In this different mode of deliberation, we apply the ethic of personal accountability. This means holding each other accountable to a norm of embodied sincerity: that we not only talk the talk but also walk the walk. This addresses a common problem of public deliberation: No matter how the terms of discourse change, injustices continue to be reproduced through concrete social practices.
The norm of embodied sincerity serves the emancipatory project with which deliberative theory was, at the outset, inseparable (Dryzek, 2000; Hammond, 2019; Khoban, 2019; Rostbøll, 2008). It provides all participants with the possibility to judge the sincerity of other speakers. Do they act according to their stated views? On what experiences and other sources of knowledge do they base their views? The ethic of personal accountability invites us to reflect on our own experiences and how they inform our views, and how we need to change to practice what we say we believe.
We gave four examples of problems that bring the conflict between the two ideals, embodied sincerity and disembodied objectivity, to the fore. Further scholarship might explore the conditions under which these problems can be handled with care or avoided, and in which contexts they may make it harmful to act on an ethics of personal accountability. We have responded to each of these potential objections by showing why they do not in themselves undermine the argument for making things personal. However, the consequences of this alternative norm will depend on the specific conditions under which it is acted upon. Thus, while we argue in support of making things personal as a desirable part of public deliberation, we recognize that the values associated with it will be realized only if practiced responsibly and under conditions of trust that will not be realized overnight or in an institutional vacuum. For us, this means much more work is needed to carefully consider how deliberation can be practiced in the service of social justice.

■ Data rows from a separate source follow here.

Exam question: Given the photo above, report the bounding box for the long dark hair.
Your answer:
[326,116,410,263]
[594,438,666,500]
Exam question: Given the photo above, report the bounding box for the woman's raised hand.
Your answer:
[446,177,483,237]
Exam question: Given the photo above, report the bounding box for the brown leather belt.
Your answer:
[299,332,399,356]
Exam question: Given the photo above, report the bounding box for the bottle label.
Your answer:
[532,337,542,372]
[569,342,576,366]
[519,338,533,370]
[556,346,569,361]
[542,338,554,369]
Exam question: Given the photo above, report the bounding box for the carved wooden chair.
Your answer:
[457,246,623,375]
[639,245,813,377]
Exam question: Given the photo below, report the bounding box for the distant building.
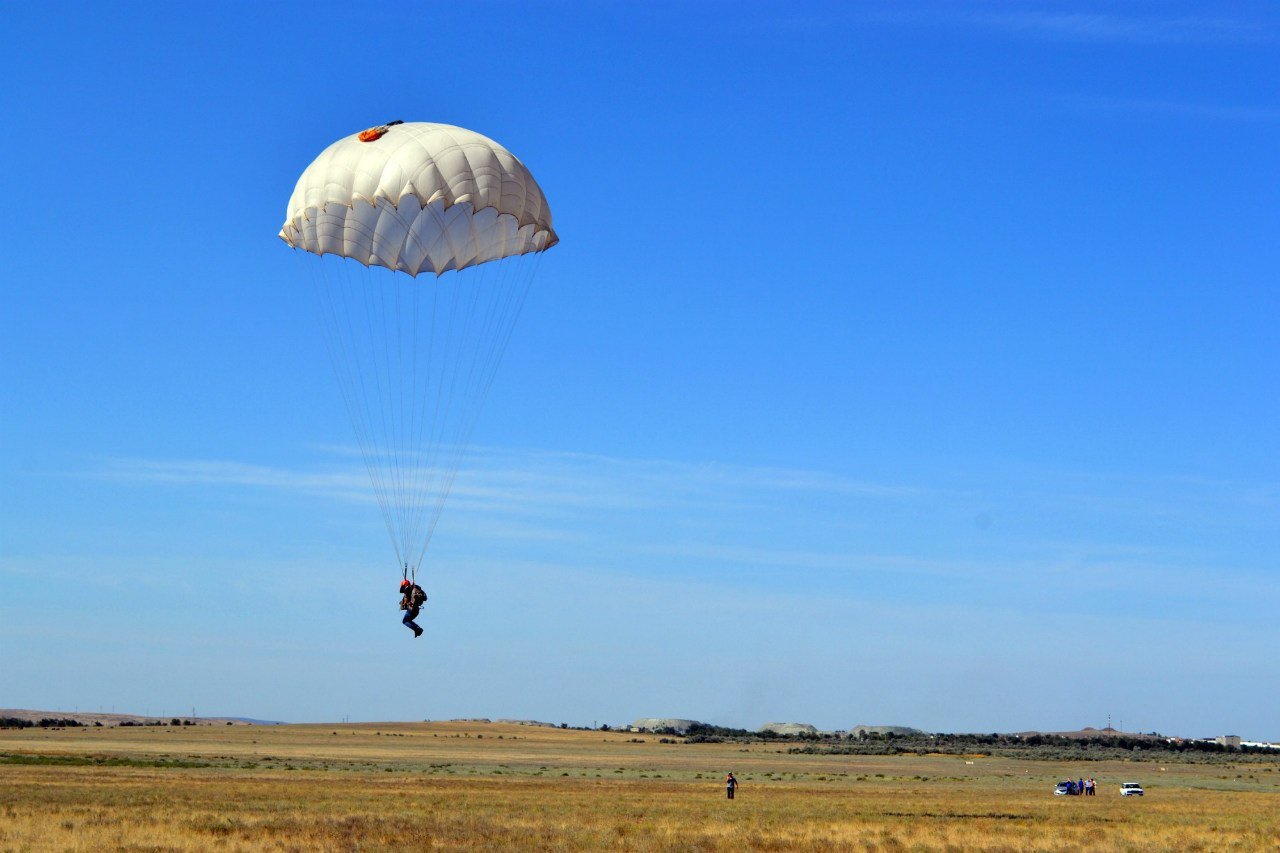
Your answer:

The idea of embodied sincerity can create discomfort. It means questioning other participants’ sincerity and confronting them about the ways they fail to practice what they preach. It also means questioning biases in how we listen to others and challenging ourselves to engage collectively with our different experiences and the lessons we can learn from them. Thus, even if it seems uncomfortable, it is precisely by bringing views and knowledge claims to bear on concrete actions that deliberation can spark social change. Too often, we allow each other to talk the talk while failing to walk the walk. That is how we reproduce social injustices, how we let each other do violence to others, while we congratulate ourselves and others for knowing all the right words, marching all the right marches, and tweeting all the right tweets.